Jide Olugbodi

Personal information
- Full name: Jide Michael Olugbodi
- Date of birth: 29 November 1977 (age 48)
- Place of birth: Lagos, Nigeria
- Height: 1.80 m (5 ft 11 in)
- Position: Forward

Senior career*
- Years: Team / Apps / (Gls)
- 1996–1997: Mohammedan
- 1997: Schaffhausen
- 1997–1999: Rot-Weiß Oberhausen
- 1999–2003: Austria Lustenau
- 2003: Brentford / 2 / (0)

= Jide Olugbodi =

Nigerian footballer (born 1977)

Jide Michael Olugbodi (born 29 November 1977) is a Nigerian footballer who played professionally for Mohammedan SC, Schaffhausen, Rot-Weiß Oberhausen, Austria Lustenau and Brentford. Olugbodi had been called up to the Nigeria squad on numerous occasions, but failed to make an appearance.

==Career==

===Club career===
Olugbodi played for Bangladeshi side Mohammedan SC before moving to Swiss side Schaffhausen in 1997. He then joined German side Rot-Weiß Oberhausen staying for two years before joining Austrian club Austria Lustenau.
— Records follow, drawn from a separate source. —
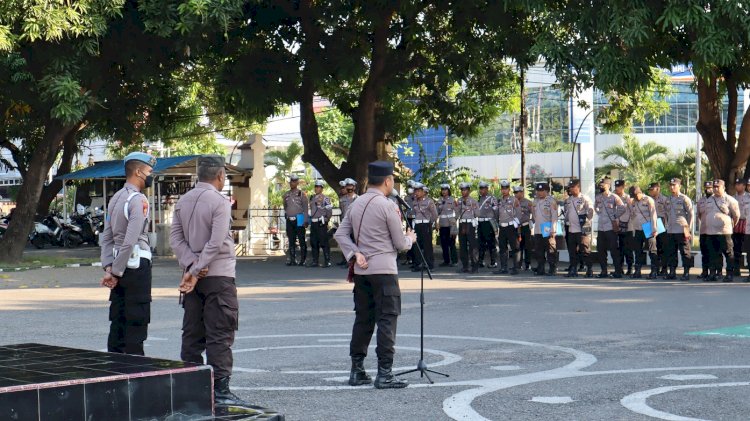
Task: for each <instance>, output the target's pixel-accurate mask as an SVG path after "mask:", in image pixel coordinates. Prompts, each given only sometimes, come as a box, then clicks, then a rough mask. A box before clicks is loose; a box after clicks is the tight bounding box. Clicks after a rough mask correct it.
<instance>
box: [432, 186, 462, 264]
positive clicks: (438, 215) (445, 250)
mask: <svg viewBox="0 0 750 421" xmlns="http://www.w3.org/2000/svg"><path fill="white" fill-rule="evenodd" d="M435 205H436V206H437V211H438V214H439V215H438V225H439V226H440V227H439V228H440V231H439V235H440V248H441V249H442V250H443V263H441V264H440V266H451V267H453V266H456V265H458V252H457V251H456V236H457V235H458V225H457V222H458V220H457V217H458V214H457V213H456V212H457V209H458V202H457V201H456V199H455V198H454V197H453V196H452V195H451V186H450V185H449V184H441V185H440V199H439V200H438V201H437V203H436V204H435Z"/></svg>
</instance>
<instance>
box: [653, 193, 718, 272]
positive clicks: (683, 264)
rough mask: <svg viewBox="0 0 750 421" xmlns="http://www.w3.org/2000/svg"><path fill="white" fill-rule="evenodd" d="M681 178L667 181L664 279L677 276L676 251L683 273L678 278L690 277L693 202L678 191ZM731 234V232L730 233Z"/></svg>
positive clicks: (676, 262) (692, 263) (689, 198)
mask: <svg viewBox="0 0 750 421" xmlns="http://www.w3.org/2000/svg"><path fill="white" fill-rule="evenodd" d="M681 185H682V180H680V179H679V178H673V179H671V180H670V181H669V191H670V192H671V193H672V195H671V196H669V198H668V202H667V206H666V208H667V209H666V210H667V227H666V228H667V241H666V244H665V246H666V250H665V255H666V258H667V266H668V267H669V273H668V274H667V276H666V277H665V279H675V278H676V277H677V275H676V273H675V272H676V270H677V251H678V250H679V252H680V257H681V259H682V267H683V270H684V272H683V275H682V277H681V278H680V279H682V280H683V281H687V280H689V279H690V268H691V267H692V266H693V262H692V260H693V258H692V256H691V254H690V241H691V239H692V234H691V232H690V229H691V227H692V226H693V202H692V201H691V200H690V198H689V197H687V196H685V195H684V194H682V193H680V186H681ZM730 234H731V233H730Z"/></svg>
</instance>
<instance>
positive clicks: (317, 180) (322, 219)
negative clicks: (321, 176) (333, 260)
mask: <svg viewBox="0 0 750 421" xmlns="http://www.w3.org/2000/svg"><path fill="white" fill-rule="evenodd" d="M332 215H333V203H332V202H331V198H329V197H328V196H326V195H324V194H323V180H315V195H314V196H313V197H312V198H311V199H310V245H311V246H312V262H311V263H310V265H309V266H311V267H317V266H318V258H319V257H320V249H321V248H322V249H323V259H325V262H324V263H323V264H322V265H320V267H324V268H328V267H331V244H330V243H331V242H330V239H329V238H328V221H330V220H331V216H332Z"/></svg>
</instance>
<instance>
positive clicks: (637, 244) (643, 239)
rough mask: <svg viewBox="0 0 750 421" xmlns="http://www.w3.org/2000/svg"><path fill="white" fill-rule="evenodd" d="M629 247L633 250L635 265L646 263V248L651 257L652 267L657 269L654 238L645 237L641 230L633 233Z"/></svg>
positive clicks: (640, 264)
mask: <svg viewBox="0 0 750 421" xmlns="http://www.w3.org/2000/svg"><path fill="white" fill-rule="evenodd" d="M631 249H632V250H633V251H634V252H635V265H636V267H642V266H645V265H646V250H647V251H648V254H649V256H650V257H651V266H652V269H655V270H658V268H657V267H656V264H654V262H655V261H656V238H655V237H651V238H646V235H645V234H644V233H643V231H642V230H636V231H635V232H634V233H633V237H632V245H631Z"/></svg>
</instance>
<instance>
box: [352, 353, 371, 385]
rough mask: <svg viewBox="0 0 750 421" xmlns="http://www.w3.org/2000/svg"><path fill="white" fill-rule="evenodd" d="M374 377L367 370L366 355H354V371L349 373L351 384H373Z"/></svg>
mask: <svg viewBox="0 0 750 421" xmlns="http://www.w3.org/2000/svg"><path fill="white" fill-rule="evenodd" d="M371 383H372V377H370V375H369V374H367V371H365V357H352V371H351V373H349V386H361V385H363V384H371Z"/></svg>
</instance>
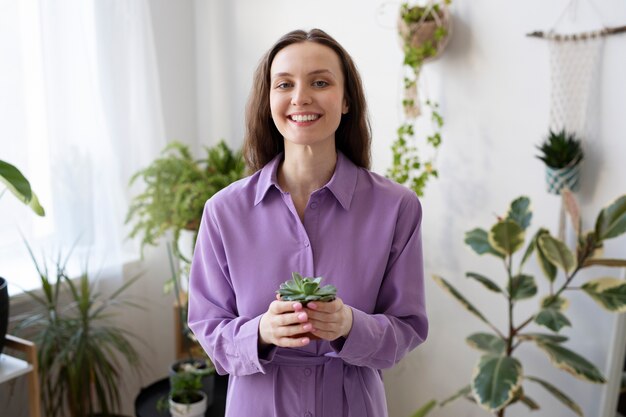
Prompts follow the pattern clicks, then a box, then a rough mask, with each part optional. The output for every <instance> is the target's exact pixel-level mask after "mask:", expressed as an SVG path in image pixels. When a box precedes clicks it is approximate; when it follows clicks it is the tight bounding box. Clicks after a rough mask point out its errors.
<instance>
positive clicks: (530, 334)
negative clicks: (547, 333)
mask: <svg viewBox="0 0 626 417" xmlns="http://www.w3.org/2000/svg"><path fill="white" fill-rule="evenodd" d="M517 337H518V339H520V340H532V341H535V342H551V343H563V342H567V340H568V338H567V337H566V336H560V335H557V334H547V333H520V334H518V335H517Z"/></svg>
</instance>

In October 2003, Olugbodi joined English Second Division side Brentford. He made his debut in the 3–0 home defeat to Sheffield Wednesday on 4 October, replacing Eddie Hutchinson as a substitute in the 72nd minute. Olugbodi signed a new short-term contract with Brentford in early November, keeping him at the club until December. He made a total of five appearances for Brentford in all competitions, including the Second Division, the Football League Trophy and FA Cup without scoring a goal.

===International career===
Olugbodi was called up to the Nigeria squad to face Jamaica at Loftus Road in London on 7 November 2001. Due to injury, he was forced to withdraw from the 54-man Nigeria squad that was due to play Paraguay in March 2002, along with other forwards John Utaka and Dele Adebola.